Can one’s personal vision transcend such earthly divisions and conflicts, reflecting an appreciation of Mother Earth’s sanctity not linked to any religion or culture? Does one have to have ancestral connections to land to find it holy? Our visits last month to Santa Fe’s Georgia O’Keefe Museum and to this artist’s former studio-home in nearby Abiquiu provided life-affirming, humanist answers. We saw in intimate detail how this Wisconsin native, who also had found inspiration in city canyons, adopted New Mexico’s austere desert landscapes as her ultimate spiritual home. O’Keefe’s secular art works are paeans of praise as sincere as any prayers.
Yet this genius of abstract art was privileged by more than talent. She had the wealth she and her husband, world-renowned photographer Alfred Stieglitz, had earned to secure her isolated comfort and privacy, purchasing and renovating a large adobe homestead. And that comfort, though simple in lifestyle, was maintained throughout O’Keefe’s long life in New Mexico through the willing labor of her Pueblo neighbors and companions. They, on the other hand, had and still keep control of their property only according to rigid, centuries-old Spanish land grants. Ironically, as I learned on our tour, those documents require non-blood relatives to vacate their home if a lineal descendent no longer lives there. Family feeling and history are not, according to New Mexico law, bonds holy enough to secure those plots of Mother Earth.
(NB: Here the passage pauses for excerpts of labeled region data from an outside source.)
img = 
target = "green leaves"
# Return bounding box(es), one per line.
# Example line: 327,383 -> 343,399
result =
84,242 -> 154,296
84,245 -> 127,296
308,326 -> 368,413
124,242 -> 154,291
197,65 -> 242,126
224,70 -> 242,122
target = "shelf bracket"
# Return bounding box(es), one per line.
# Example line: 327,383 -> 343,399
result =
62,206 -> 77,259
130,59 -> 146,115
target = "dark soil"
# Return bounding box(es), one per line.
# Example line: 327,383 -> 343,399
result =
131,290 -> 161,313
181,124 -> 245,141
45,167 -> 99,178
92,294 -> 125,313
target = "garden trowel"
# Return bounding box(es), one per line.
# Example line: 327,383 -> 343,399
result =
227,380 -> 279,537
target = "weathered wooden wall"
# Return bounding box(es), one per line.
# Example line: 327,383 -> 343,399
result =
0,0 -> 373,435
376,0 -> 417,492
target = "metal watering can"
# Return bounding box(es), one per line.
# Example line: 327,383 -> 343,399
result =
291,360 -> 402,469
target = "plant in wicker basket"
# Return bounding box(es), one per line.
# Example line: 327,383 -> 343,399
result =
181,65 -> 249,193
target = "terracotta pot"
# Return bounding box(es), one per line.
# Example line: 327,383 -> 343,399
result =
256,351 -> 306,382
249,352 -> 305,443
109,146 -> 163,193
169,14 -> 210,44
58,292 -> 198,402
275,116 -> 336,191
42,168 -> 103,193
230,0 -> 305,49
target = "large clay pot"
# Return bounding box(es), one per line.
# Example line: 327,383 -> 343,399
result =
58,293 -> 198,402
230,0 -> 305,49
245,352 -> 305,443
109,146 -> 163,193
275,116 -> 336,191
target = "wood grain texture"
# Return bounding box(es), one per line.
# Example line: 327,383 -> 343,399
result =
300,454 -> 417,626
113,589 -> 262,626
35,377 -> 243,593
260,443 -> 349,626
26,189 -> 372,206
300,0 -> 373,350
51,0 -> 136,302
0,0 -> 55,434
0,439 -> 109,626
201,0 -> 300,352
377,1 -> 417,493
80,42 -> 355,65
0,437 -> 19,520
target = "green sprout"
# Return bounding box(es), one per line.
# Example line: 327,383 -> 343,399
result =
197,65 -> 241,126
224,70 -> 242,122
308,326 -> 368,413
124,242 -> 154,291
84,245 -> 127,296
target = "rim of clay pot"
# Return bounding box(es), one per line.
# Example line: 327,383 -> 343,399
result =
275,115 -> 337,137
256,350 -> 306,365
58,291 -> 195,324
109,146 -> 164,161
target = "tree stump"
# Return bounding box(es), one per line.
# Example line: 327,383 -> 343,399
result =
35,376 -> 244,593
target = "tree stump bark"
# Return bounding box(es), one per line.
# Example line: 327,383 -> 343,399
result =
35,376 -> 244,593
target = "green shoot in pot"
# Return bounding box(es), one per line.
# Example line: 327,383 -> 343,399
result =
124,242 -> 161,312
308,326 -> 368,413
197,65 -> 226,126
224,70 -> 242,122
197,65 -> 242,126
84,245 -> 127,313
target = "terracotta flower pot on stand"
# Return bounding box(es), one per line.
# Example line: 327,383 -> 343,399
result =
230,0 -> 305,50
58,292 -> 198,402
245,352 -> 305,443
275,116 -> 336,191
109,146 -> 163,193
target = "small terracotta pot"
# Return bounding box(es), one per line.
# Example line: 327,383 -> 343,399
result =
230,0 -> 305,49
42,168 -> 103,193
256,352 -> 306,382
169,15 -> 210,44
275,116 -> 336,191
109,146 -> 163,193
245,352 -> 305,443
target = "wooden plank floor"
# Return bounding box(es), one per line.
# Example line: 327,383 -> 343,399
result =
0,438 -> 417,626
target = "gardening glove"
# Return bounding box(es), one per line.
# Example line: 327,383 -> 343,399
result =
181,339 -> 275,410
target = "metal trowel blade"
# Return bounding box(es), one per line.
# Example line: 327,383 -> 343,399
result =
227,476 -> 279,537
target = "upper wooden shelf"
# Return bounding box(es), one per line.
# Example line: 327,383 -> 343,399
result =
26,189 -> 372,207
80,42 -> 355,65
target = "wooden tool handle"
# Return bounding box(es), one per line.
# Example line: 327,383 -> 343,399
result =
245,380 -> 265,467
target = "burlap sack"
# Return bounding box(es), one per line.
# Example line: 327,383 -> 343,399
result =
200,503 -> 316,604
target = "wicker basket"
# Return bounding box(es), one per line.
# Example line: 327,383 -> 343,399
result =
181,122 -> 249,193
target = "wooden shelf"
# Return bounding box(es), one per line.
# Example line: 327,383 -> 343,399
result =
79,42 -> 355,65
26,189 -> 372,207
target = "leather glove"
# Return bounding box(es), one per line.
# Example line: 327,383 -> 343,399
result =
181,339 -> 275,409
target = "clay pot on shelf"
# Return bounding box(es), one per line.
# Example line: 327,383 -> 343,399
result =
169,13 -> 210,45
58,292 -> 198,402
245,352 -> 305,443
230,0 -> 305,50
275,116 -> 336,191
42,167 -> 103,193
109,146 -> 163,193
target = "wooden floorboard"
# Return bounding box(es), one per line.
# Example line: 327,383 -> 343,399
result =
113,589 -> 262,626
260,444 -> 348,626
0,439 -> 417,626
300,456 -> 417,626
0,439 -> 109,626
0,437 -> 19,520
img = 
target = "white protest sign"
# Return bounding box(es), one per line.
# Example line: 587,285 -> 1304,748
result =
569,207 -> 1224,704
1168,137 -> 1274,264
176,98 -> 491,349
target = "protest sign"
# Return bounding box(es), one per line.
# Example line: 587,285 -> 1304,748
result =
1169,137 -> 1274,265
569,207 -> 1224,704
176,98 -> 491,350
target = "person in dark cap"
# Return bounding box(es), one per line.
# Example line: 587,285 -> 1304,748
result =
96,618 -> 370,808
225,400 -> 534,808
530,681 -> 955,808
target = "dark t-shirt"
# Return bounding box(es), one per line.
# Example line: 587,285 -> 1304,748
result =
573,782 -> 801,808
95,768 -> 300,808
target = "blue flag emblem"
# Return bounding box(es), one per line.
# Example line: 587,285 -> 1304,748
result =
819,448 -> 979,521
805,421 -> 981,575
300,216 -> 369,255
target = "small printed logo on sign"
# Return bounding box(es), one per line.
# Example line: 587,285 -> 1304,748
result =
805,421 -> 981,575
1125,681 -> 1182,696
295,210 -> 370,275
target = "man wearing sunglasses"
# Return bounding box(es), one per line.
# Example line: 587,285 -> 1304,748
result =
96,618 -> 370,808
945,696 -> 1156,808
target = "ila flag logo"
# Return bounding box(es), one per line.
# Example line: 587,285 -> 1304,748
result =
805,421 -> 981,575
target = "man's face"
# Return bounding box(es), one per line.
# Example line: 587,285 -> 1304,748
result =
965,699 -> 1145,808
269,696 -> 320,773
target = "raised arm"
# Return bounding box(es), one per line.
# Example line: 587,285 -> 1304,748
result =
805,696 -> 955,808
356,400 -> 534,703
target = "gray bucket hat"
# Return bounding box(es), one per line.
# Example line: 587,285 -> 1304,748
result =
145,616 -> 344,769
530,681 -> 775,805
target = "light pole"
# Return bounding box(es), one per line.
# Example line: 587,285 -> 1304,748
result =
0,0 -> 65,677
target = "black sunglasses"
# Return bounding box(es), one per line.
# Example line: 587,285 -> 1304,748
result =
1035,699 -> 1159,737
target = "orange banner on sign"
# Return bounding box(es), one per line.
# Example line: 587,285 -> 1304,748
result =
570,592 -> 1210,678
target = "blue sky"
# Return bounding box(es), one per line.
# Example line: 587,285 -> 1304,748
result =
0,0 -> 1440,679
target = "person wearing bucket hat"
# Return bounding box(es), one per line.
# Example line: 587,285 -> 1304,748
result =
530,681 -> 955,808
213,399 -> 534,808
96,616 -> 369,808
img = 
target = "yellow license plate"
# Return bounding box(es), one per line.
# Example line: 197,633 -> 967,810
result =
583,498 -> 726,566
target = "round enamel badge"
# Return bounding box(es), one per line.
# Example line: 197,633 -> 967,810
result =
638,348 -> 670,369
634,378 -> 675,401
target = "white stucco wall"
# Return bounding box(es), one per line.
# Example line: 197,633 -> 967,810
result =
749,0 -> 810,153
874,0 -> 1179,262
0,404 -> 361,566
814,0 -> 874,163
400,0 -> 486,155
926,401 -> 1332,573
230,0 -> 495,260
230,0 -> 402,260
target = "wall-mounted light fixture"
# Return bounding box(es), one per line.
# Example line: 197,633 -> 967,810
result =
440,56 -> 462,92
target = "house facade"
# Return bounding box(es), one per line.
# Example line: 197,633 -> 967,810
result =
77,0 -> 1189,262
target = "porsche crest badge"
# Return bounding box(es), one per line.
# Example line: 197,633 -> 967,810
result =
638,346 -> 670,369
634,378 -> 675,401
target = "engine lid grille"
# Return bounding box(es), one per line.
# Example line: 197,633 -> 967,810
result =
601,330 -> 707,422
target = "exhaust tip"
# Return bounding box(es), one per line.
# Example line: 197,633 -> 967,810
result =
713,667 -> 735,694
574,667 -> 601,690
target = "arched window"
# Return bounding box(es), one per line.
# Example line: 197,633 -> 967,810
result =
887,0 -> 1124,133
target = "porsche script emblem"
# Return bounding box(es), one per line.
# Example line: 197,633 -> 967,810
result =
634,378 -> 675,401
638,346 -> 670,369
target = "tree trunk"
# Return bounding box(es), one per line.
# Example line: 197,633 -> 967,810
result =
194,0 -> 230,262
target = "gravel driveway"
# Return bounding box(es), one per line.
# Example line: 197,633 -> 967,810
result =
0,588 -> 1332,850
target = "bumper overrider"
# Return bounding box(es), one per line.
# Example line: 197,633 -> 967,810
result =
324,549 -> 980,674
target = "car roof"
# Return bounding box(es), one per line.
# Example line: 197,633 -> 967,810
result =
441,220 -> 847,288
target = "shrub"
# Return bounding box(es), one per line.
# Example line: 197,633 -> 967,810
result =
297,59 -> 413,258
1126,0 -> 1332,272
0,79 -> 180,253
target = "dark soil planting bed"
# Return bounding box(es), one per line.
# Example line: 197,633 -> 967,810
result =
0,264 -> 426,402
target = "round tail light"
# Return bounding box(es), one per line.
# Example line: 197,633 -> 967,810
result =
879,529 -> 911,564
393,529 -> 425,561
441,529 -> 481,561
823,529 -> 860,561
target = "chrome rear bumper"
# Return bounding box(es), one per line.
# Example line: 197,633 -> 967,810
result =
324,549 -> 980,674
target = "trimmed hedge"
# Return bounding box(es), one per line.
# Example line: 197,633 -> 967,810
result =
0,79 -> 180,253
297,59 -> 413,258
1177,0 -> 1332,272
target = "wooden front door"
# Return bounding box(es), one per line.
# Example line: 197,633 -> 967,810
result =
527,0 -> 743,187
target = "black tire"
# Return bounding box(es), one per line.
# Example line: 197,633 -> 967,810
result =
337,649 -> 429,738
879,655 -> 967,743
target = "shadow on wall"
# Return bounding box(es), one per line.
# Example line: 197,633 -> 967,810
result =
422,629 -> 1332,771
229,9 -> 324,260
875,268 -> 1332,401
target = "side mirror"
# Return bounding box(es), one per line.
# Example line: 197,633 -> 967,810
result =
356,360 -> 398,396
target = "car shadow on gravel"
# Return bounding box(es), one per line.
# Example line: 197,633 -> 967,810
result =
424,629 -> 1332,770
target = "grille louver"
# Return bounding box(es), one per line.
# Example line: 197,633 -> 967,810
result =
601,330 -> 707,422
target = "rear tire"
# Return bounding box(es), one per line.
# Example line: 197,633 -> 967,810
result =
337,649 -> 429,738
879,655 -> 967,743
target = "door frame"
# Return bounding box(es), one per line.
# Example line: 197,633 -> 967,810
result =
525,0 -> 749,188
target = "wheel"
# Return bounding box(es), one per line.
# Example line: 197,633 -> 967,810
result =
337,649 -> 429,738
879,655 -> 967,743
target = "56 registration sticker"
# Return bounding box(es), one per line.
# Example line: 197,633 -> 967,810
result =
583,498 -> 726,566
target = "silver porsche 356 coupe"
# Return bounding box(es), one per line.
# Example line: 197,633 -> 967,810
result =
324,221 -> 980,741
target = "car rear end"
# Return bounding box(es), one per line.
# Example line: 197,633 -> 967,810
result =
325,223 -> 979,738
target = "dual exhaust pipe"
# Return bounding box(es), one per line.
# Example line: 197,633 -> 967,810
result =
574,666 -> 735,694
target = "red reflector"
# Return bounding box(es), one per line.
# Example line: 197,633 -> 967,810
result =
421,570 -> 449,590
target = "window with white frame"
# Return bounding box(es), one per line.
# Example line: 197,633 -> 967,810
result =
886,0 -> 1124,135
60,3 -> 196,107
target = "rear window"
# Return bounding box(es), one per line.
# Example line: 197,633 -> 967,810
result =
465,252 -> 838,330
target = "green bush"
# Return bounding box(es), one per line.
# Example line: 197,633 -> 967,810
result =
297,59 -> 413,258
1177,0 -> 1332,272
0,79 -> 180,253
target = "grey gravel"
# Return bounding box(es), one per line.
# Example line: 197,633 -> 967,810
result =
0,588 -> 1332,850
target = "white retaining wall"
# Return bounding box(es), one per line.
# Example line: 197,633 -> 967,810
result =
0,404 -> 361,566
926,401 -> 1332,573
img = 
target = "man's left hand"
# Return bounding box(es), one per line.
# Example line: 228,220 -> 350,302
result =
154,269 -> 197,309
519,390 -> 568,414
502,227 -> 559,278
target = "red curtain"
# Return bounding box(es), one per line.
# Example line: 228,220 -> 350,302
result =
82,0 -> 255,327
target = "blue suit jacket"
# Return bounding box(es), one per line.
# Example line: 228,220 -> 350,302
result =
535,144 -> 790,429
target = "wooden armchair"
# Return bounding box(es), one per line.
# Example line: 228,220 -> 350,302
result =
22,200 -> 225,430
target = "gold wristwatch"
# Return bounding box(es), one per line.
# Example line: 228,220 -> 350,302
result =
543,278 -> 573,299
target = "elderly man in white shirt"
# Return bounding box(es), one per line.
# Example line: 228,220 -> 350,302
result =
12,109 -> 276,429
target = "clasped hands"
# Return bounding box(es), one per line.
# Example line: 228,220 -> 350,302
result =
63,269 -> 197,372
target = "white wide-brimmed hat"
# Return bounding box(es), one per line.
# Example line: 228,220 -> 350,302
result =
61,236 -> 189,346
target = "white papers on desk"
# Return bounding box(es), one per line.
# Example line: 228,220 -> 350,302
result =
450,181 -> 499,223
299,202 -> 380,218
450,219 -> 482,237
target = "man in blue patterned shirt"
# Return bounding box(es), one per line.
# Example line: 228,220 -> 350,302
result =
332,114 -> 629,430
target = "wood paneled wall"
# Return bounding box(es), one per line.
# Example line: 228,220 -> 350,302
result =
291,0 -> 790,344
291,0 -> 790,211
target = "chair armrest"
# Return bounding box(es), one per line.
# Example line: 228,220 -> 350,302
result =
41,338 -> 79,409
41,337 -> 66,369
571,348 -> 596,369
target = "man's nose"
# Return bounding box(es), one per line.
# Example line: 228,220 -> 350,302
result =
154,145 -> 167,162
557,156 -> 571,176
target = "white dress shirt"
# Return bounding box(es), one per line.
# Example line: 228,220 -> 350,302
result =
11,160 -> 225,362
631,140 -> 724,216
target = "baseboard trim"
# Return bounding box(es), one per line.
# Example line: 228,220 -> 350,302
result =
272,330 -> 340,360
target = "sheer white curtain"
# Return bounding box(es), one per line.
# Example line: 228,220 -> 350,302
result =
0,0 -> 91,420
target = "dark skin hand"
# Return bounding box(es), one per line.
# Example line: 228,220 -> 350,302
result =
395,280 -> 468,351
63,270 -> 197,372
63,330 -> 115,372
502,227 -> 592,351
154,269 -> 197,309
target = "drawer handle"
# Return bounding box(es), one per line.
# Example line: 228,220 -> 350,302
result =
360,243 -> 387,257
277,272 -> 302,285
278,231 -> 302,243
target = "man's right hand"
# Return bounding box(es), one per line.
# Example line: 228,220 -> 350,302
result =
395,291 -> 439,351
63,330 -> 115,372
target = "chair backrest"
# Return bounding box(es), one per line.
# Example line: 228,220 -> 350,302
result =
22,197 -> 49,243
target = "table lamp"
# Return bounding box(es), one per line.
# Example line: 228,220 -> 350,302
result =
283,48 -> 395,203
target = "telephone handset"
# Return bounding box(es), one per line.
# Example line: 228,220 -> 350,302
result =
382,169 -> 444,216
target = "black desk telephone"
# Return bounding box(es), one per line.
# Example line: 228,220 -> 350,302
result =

Nor is such legislated cruelty or the desecration of sacred sites confined to outdated laws or past events. The looming crisis at Utah’s Bears Ears National Monument, which contains burial and archeological sites sacred to the Navajo and other tribes, is just one example. As recently as last month, President Trump threatened to remove Bears Ears from the list of official national monuments, land protected by law from purchase and development. Tribal leaders are prepared to fight such a decision in court and through on-site demonstrations as well. They will agitate and demonstrate much as displaced Palestinians have in the past, when peaceful resolutions to such conflicts were still probable outcomes. Of course, as seen on current newscasts, the possibility of violence at U.S. demonstrations is becoming a new “normal.” U.S. citizens need to keep our own Native American challenges in mind, averting and mending wrongs, even as we question Israel’s policies on land use and access.
I am ruefully aware, though, that I reflect here as the privileged past tenant of an unencumbered, “Airbnb” adobe house, luxurious by many standards. I and my husband were tourists in this land holy to some people and underdeveloped according to others. Similarly, as a diaspora Jew I do not live with the daily struggles and stresses of life in Israel, with the different challenges inhabitants face. That in fact is one criticism that some Israelis have levelled at a new anthology I find moving and insightful about Israel’s largest internal conflict: Kingdom of Olives and Ash: Writers Confront the Occupation (2017). Its editors, Michael Chabon and Ayelet Waldman, include Palestinian authors among other international voices, inviting first-hand accounts of sacrilege as well as the sacred. Unfortunately, these experiences seem twinned, regardless of which holy land one venerates or visits. Conflict continues to profane our better instincts and the beauty, if not the sanctity, of Mother Earth.